Named entity recognition (NER) is the task of locating and classifying named entities in unstructured text into predefined semantic categories. The most common categories are person (PER), organization (ORG), location (LOC), and miscellaneous (MISC), though domain-specific NER systems may recognize entities like gene names, drug names, chemical compounds, or legal citations. NER is a foundational component of information extraction pipelines and serves as input to relation extraction, knowledge base population, and question answering.

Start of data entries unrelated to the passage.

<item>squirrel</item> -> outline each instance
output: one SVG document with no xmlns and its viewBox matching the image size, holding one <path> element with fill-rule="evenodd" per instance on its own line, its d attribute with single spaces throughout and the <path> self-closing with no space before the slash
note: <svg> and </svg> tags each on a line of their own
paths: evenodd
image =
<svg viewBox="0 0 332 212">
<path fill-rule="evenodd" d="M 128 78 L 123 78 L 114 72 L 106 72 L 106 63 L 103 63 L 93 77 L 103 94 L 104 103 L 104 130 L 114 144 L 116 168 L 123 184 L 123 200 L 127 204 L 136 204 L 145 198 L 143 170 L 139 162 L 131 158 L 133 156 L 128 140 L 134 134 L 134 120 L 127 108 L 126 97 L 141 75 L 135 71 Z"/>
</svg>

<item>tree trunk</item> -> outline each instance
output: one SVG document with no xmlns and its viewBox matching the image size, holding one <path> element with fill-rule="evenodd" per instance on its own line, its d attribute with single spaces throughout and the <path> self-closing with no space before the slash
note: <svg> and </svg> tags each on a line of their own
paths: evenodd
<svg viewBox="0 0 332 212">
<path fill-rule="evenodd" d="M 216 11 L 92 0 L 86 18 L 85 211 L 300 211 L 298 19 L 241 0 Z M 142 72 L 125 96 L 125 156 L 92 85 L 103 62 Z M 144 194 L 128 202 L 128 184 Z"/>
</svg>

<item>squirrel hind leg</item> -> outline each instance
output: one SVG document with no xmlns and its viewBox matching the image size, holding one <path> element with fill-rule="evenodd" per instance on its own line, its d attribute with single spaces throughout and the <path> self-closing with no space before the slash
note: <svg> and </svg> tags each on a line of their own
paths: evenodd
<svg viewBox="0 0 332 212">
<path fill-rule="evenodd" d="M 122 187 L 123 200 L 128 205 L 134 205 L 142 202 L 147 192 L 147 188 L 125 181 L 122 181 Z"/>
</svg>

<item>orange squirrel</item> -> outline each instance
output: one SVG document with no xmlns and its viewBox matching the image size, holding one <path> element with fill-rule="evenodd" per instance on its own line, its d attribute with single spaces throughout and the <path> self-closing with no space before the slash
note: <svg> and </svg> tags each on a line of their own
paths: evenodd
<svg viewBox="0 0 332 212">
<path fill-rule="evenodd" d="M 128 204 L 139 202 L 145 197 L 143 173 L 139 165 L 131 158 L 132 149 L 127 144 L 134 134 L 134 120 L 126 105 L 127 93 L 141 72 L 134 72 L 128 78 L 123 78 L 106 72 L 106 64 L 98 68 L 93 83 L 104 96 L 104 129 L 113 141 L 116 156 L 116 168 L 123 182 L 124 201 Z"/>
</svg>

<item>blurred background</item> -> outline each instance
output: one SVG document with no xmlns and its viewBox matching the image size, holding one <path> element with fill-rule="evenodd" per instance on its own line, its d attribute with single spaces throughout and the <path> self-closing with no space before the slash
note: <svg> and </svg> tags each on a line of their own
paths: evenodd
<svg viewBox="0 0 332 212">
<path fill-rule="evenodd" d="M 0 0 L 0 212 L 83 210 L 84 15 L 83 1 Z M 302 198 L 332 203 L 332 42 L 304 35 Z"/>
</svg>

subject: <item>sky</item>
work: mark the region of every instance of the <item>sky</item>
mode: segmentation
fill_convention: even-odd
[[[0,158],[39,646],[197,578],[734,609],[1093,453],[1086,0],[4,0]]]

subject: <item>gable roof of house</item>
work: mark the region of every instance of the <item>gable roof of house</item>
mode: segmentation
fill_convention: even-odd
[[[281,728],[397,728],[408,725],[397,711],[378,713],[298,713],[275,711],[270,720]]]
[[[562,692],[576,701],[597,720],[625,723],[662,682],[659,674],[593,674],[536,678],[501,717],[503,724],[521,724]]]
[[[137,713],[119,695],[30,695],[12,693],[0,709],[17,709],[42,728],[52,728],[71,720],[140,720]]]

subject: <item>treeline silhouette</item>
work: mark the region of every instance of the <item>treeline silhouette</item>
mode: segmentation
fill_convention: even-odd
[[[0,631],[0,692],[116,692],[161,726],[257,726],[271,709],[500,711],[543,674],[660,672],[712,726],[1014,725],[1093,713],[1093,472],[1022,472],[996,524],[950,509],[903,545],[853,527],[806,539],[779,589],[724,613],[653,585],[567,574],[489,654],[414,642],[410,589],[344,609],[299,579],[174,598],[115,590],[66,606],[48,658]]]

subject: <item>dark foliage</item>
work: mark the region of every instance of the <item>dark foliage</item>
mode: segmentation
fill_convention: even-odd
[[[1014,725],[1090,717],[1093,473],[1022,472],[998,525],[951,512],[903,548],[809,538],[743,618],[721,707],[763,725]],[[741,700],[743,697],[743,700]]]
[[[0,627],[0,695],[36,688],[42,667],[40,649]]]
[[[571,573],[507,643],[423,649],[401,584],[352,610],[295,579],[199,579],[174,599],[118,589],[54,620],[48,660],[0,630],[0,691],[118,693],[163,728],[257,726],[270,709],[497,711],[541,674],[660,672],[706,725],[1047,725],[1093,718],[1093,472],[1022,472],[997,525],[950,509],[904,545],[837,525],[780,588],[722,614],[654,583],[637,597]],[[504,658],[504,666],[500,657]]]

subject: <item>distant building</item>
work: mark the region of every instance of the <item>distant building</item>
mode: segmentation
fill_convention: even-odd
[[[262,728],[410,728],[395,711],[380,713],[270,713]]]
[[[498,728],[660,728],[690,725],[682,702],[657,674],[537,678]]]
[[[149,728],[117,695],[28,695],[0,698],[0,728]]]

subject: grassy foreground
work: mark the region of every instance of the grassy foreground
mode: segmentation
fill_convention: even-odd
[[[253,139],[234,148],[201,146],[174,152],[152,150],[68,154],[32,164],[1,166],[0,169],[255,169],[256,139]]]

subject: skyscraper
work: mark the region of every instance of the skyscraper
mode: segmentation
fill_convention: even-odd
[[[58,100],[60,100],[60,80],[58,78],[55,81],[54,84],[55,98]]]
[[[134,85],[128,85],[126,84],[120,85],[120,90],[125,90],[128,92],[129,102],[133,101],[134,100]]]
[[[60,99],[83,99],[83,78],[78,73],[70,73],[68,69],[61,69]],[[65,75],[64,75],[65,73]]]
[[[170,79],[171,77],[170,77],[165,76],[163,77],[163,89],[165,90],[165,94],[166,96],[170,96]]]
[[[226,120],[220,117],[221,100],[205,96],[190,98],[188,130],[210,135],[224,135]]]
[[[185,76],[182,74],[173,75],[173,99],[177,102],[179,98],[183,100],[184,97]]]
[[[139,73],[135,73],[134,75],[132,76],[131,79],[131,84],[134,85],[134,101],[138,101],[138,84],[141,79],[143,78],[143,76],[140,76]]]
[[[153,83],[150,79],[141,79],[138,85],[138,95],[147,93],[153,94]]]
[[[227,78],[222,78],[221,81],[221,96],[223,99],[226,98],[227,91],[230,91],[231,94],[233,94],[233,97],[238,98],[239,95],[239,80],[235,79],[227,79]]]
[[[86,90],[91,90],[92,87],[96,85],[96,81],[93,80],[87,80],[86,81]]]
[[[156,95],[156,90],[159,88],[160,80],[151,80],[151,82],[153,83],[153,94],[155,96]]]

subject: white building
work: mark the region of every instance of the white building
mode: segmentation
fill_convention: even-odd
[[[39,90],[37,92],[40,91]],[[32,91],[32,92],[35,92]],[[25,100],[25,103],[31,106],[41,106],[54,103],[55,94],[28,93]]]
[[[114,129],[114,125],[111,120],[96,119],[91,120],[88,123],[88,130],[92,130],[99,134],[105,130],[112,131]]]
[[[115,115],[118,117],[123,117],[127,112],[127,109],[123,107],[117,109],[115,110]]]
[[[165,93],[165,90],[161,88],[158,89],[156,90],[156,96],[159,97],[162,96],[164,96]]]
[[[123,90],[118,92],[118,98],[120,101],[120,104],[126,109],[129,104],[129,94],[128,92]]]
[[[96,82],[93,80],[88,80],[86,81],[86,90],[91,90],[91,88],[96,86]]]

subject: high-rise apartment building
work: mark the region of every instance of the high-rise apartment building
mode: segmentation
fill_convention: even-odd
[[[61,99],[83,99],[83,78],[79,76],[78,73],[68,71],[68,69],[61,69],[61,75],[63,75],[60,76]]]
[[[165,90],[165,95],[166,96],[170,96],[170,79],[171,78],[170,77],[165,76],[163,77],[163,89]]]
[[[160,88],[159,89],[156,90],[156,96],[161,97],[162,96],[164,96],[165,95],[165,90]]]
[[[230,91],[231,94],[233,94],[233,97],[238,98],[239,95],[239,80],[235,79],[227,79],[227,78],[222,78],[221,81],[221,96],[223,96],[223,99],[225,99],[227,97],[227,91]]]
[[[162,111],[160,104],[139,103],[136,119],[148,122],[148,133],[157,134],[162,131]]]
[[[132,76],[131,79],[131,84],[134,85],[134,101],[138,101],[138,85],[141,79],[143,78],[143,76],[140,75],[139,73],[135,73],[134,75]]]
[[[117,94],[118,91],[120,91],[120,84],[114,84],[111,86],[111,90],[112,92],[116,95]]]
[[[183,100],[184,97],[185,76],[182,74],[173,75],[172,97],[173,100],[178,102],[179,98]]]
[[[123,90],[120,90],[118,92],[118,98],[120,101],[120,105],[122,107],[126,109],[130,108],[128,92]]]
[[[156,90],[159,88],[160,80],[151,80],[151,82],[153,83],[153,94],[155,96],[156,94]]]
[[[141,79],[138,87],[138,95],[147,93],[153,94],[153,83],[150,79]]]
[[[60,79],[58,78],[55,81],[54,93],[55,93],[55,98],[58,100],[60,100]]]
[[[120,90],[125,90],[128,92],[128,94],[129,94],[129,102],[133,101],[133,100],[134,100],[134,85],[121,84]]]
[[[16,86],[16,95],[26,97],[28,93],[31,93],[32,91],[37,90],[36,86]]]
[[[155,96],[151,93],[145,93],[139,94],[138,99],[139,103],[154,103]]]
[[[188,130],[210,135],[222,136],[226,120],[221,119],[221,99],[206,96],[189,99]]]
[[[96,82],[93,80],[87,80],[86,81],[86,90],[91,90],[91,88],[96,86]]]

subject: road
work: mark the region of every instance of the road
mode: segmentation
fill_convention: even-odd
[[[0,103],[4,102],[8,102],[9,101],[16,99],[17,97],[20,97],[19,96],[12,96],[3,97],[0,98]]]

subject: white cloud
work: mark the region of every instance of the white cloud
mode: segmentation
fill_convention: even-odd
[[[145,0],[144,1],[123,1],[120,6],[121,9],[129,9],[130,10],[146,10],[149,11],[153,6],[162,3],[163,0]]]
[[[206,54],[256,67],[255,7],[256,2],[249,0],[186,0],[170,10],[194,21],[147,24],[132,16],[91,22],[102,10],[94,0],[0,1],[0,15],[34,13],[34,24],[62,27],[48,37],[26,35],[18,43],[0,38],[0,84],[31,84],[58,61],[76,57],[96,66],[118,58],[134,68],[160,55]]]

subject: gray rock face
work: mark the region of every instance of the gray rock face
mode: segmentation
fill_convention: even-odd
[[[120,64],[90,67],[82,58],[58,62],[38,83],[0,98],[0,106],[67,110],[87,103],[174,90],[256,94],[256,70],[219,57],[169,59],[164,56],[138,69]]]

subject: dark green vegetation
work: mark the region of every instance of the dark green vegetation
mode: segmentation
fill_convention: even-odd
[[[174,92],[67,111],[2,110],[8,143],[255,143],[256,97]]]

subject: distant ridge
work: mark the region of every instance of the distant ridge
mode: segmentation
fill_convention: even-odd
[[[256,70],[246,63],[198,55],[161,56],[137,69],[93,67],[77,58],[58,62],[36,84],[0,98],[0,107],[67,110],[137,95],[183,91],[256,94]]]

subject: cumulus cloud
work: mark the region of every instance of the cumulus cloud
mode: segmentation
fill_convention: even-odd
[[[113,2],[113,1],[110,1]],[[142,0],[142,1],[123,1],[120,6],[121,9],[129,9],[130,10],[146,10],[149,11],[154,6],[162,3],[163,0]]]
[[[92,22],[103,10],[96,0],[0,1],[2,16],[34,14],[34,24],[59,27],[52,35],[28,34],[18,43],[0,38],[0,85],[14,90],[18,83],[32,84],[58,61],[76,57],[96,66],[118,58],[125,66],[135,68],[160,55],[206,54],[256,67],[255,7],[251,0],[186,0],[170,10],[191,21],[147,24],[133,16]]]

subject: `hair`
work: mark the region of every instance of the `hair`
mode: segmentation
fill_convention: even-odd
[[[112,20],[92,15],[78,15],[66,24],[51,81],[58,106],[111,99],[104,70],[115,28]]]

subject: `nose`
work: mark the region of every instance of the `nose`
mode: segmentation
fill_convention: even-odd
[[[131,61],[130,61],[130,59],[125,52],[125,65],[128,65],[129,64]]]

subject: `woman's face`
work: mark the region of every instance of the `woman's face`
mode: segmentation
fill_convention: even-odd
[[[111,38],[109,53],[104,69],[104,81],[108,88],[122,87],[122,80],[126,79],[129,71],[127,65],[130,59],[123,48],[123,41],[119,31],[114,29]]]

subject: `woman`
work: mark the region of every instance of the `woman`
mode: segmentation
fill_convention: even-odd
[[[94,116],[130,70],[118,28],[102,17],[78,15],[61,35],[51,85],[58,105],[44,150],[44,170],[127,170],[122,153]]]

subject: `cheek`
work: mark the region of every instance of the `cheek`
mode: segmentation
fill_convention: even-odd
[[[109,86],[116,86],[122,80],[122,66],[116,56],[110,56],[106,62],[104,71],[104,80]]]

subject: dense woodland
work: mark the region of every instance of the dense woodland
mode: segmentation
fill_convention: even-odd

Sequence Labeling Formulation
Barack/B-PER Obama/I-PER was/O born/O in/O Honolulu/B-LOC
IOBES encoding:
Barack/B-PER Obama/E-PER was/O born/O in/O Honolulu/S-LOC
Nested NER: [ORG [LOC New York] Times]
Requires span-based or hypergraph models
Like chunking, NER is typically formulated as a sequence labeling task using IOB encoding. Each token is assigned a tag indicating whether it begins (B), continues (I), or is outside (O) an entity of a given type. This formulation works well for flat, non-overlapping entities but cannot handle nested entities (e.g., "New York" as a location inside "New York Times" as an organization). Nested NER requires span-based, hypergraph, or sequence-to-sequence approaches.
Methods
NER systems have evolved through three generations. Rule-based and gazeteer-based systems used handcrafted patterns and dictionaries. Statistical systems, particularly CRFs with hand-crafted features (orthographic patterns, word shape, gazetteers), dominated from the mid-2000s. The current state of the art uses neural architectures: BiLSTM-CRF models (Lample et al., 2016) with character-level embeddings, and more recently, fine-tuned pre-trained language models like BERT that achieve F1 scores above 93% on the CoNLL-2003 English benchmark.
Evaluation and Challenges
NER evaluation uses entity-level F1: a predicted entity is correct only if both its boundaries and type match the gold standard exactly. The CoNLL-2003 shared task datasets (English and German) remain the most widely used benchmarks. Key challenges include recognizing entities in informal text (social media, conversational language), handling rare and emerging entities not seen in training, multilingual and cross-lingual NER, and resolving entity ambiguity (e.g., "Washington" as person, location, or organization).